We are fortunate that The Dyson Institute is seen as part of Dyson’s long-established philanthropic mission to address the shortage of engineers, and that James Dyson is willing to underpin this commitment to engineering education with significant financial support (an investment of £31.5 million in The Dyson Institute to date). But for many new providers, the required upfront investment will be too much to ask.

It has been a challenging journey to secure our new powers – but being first is always challenging. As part of Dyson, we’re used to that. We’re pleased to have been able to break new ground, and are grateful to colleagues at the QAA and the Office for Students for the guidance they gave us through the process which was, after all, new to them as well as to us.

What’s next?

It is likely, and right, that the NDAPs bar will remain high. That’s a good thing – the gold standard of UK higher education must be preserved. But there is room for approaches which more actively encourage new entrants and support them to demonstrate their commitment to quality and standards while also embracing their innovation. I’m confident that there is plenty of room for new providers, and I’m convinced that the sector will be the richer for embracing them.

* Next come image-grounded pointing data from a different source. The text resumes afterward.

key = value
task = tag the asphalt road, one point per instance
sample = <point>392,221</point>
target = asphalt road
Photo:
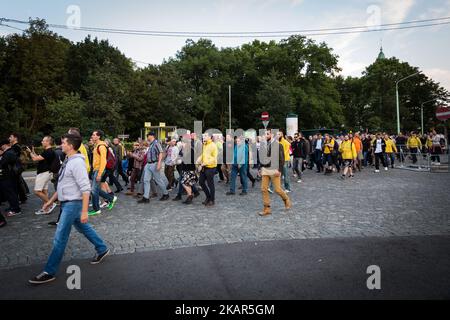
<point>411,268</point>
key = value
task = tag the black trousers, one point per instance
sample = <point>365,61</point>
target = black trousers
<point>318,159</point>
<point>21,187</point>
<point>249,175</point>
<point>378,157</point>
<point>207,182</point>
<point>414,154</point>
<point>112,178</point>
<point>121,173</point>
<point>9,190</point>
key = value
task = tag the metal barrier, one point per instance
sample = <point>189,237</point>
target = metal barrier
<point>424,162</point>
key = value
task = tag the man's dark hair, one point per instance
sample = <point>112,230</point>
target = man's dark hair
<point>100,133</point>
<point>73,139</point>
<point>50,138</point>
<point>16,135</point>
<point>75,131</point>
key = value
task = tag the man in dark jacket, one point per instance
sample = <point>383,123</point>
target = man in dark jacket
<point>300,153</point>
<point>272,163</point>
<point>8,176</point>
<point>21,185</point>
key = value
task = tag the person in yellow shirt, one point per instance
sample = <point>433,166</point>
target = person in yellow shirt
<point>391,149</point>
<point>414,145</point>
<point>349,155</point>
<point>328,153</point>
<point>208,165</point>
<point>99,153</point>
<point>287,159</point>
<point>82,148</point>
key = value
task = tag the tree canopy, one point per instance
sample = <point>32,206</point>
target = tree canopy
<point>48,83</point>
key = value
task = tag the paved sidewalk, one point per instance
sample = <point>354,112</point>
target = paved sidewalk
<point>393,203</point>
<point>410,268</point>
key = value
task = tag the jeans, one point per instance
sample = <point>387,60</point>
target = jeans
<point>119,172</point>
<point>207,176</point>
<point>9,191</point>
<point>390,159</point>
<point>436,151</point>
<point>414,152</point>
<point>276,182</point>
<point>285,174</point>
<point>112,179</point>
<point>169,172</point>
<point>297,162</point>
<point>366,158</point>
<point>378,157</point>
<point>150,173</point>
<point>243,175</point>
<point>97,192</point>
<point>180,187</point>
<point>318,159</point>
<point>71,215</point>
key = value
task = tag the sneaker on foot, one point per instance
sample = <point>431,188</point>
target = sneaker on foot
<point>50,209</point>
<point>111,205</point>
<point>177,198</point>
<point>164,197</point>
<point>144,200</point>
<point>98,258</point>
<point>94,213</point>
<point>41,278</point>
<point>104,204</point>
<point>11,213</point>
<point>40,212</point>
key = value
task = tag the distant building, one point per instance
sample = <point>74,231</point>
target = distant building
<point>381,54</point>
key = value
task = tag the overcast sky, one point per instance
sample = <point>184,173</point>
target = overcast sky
<point>428,48</point>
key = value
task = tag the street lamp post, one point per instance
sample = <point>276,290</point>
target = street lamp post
<point>421,111</point>
<point>396,94</point>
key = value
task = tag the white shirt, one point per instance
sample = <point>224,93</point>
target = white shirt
<point>319,144</point>
<point>379,149</point>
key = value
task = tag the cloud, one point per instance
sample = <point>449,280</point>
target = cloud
<point>439,75</point>
<point>295,3</point>
<point>395,11</point>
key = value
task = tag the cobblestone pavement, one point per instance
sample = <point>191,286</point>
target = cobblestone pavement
<point>393,203</point>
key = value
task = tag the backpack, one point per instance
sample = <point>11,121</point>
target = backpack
<point>110,158</point>
<point>56,163</point>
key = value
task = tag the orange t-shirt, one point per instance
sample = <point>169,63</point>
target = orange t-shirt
<point>358,144</point>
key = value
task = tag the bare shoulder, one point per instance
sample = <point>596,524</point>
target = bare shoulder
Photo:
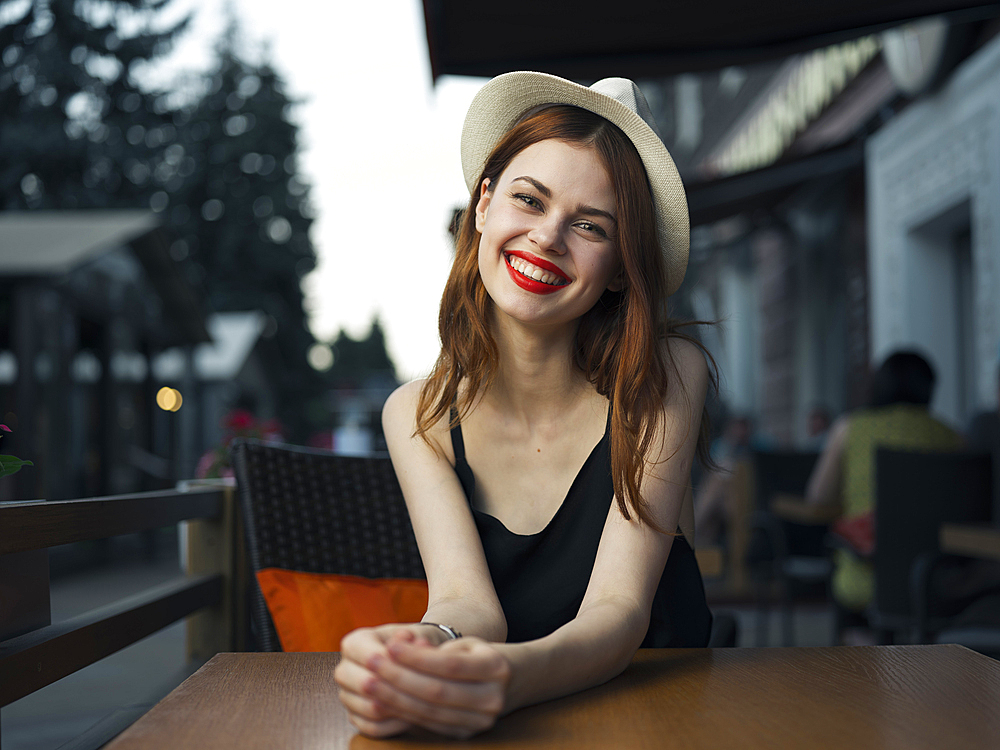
<point>690,365</point>
<point>399,419</point>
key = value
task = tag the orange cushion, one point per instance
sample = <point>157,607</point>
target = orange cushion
<point>313,611</point>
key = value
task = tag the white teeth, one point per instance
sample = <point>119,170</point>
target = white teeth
<point>533,271</point>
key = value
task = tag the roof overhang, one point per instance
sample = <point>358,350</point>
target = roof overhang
<point>591,39</point>
<point>52,244</point>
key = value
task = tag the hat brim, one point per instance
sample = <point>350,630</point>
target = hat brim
<point>501,103</point>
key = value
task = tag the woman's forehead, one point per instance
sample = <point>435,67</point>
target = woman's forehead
<point>563,167</point>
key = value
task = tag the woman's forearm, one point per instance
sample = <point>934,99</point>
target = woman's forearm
<point>591,649</point>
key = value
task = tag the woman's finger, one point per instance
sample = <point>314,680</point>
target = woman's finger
<point>378,729</point>
<point>471,661</point>
<point>396,703</point>
<point>485,696</point>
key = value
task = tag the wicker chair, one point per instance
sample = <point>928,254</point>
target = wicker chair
<point>316,512</point>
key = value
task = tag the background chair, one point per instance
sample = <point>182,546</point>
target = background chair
<point>316,512</point>
<point>792,555</point>
<point>915,494</point>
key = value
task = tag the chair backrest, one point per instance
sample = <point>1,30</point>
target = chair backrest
<point>317,512</point>
<point>788,472</point>
<point>781,471</point>
<point>915,493</point>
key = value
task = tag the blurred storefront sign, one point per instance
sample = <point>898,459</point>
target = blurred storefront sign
<point>801,90</point>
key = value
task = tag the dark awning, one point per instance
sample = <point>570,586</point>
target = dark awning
<point>590,39</point>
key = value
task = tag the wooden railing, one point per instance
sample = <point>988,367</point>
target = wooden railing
<point>211,590</point>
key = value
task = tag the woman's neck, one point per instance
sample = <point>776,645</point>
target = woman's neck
<point>538,378</point>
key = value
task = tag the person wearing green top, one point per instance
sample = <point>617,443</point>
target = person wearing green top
<point>845,473</point>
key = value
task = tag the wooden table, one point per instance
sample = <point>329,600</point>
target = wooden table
<point>982,541</point>
<point>906,697</point>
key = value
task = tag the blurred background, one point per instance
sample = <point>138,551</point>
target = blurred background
<point>252,209</point>
<point>224,219</point>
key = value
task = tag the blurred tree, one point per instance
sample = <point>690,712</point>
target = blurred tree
<point>360,363</point>
<point>242,212</point>
<point>76,130</point>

Outside of NDAPs, there’s also plenty of space for innovative collaborations between academia and industry, that offer increased student choice in a different way. Our partnership with WMG, University of Warwick, who worked closely with us to develop our pioneering model, is testament to that.

At The Dyson Institute, we’re committed to the sector for the long haul and we’re confident that we can make a significant contribution – not just to our students, and to our discipline – but to the whole community. We look forward to being an active contributor.